Musique / Festivals Le festival, qui se poursuit le week-end prochain, a aussi été béni par Rêve d’éléphant.

L’image persistera dans la mémoire de tous ceux qui étaient présents sous le grand chapiteau du Gent Jazz samedi soir : le pianiste McCoy Tyner se fait conduire au Steinway & Sons. Il s’assied avec difficultés sur la banquette, pose ses mains sur le clavier et là, c’est l’enchantement. Avec l’une des mains gauches les plus indépendantes et imaginatives que le jazz ait connue, l’homme émerveille par son lyrisme chatoyant, qui tient parfois d’Erroll Garner. A 78 ans, ses articulations ont peut-être raidi, mais pas celles de ses phalanges.

© Bruno Bollaert

Emotion et mysticisme

En trois morceaux, il a donné sa raison d’être au Gent Jazz samedi. Au même piano, avec la même rythmique, Craig Taborn l’avait précédé, qui ne peut nier sa filiation avec le géant de Philadelphie : même lyrisme, même foisonnement, même modernité. Taborn se réclame aussi de l’influence de Geri Allen. L’égérie du mouvement M-Base devait être sur cette scène samedi, mais, à ce moment-là avaient lieu ses funérailles aux Etats-Unis, où elle est décédée, d’un cancer, à 60 ans. Ce qui n’a pas manqué de rajouter beaucoup d’émotion et de mysticisme aux interprétations de Taborn et de McCoy Tyner.
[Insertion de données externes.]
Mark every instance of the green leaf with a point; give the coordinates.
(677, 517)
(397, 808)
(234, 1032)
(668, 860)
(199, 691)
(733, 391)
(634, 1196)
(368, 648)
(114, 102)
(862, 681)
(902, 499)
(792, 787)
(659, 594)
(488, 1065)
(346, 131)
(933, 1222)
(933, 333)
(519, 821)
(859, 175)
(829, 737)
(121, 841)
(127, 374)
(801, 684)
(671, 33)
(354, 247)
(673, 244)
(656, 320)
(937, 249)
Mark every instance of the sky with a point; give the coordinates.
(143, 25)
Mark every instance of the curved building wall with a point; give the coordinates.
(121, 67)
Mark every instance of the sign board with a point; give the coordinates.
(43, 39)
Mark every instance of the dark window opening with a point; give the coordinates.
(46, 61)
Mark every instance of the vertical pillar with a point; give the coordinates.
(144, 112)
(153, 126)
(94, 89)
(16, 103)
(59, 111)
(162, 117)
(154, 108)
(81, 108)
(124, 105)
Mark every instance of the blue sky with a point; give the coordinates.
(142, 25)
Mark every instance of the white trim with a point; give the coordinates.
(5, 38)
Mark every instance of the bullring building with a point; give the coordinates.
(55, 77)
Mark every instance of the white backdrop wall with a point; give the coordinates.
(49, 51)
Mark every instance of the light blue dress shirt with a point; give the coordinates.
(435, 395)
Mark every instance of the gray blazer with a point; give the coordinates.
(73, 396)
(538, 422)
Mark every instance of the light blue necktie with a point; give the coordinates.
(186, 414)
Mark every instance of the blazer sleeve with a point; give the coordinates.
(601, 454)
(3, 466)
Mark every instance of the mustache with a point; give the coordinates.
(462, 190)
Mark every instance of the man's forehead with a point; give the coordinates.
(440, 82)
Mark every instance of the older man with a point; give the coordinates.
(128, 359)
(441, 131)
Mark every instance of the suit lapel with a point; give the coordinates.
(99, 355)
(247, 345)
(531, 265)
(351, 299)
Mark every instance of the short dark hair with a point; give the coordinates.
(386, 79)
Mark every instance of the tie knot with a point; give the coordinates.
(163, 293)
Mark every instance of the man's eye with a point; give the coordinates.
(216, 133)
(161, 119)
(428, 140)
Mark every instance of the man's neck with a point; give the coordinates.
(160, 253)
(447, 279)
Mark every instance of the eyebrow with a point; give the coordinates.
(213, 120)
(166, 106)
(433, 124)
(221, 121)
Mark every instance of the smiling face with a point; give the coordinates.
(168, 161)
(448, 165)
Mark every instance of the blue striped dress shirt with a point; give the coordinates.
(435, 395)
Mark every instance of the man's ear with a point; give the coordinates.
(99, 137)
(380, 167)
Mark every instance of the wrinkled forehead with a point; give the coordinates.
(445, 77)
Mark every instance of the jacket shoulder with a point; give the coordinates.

Un univers que ce dernier a bien connu, aux côtés du saxophoniste John Coltrane. Sur la scène du Bijloke gantois lui a succédé l’un des meilleurs représentants de la branche davisienne du jazz, Wayne Shorter. Le saxophoniste a accompagné Miles au sein de son deuxième quintet, dans l’une de ses périodes les plus créatives, entre 1964 et 1968.

© Bruno Bollaert

Shorter est lui-même avec un quartette d’enfer : Danilo Perez (piano), John Patitucci (basse), Brian Blade (batterie). Ténor ou soprano, le saxophoniste, qui joue assis - il a 83 ans - s’exprime par courtes phrases qui font mouche.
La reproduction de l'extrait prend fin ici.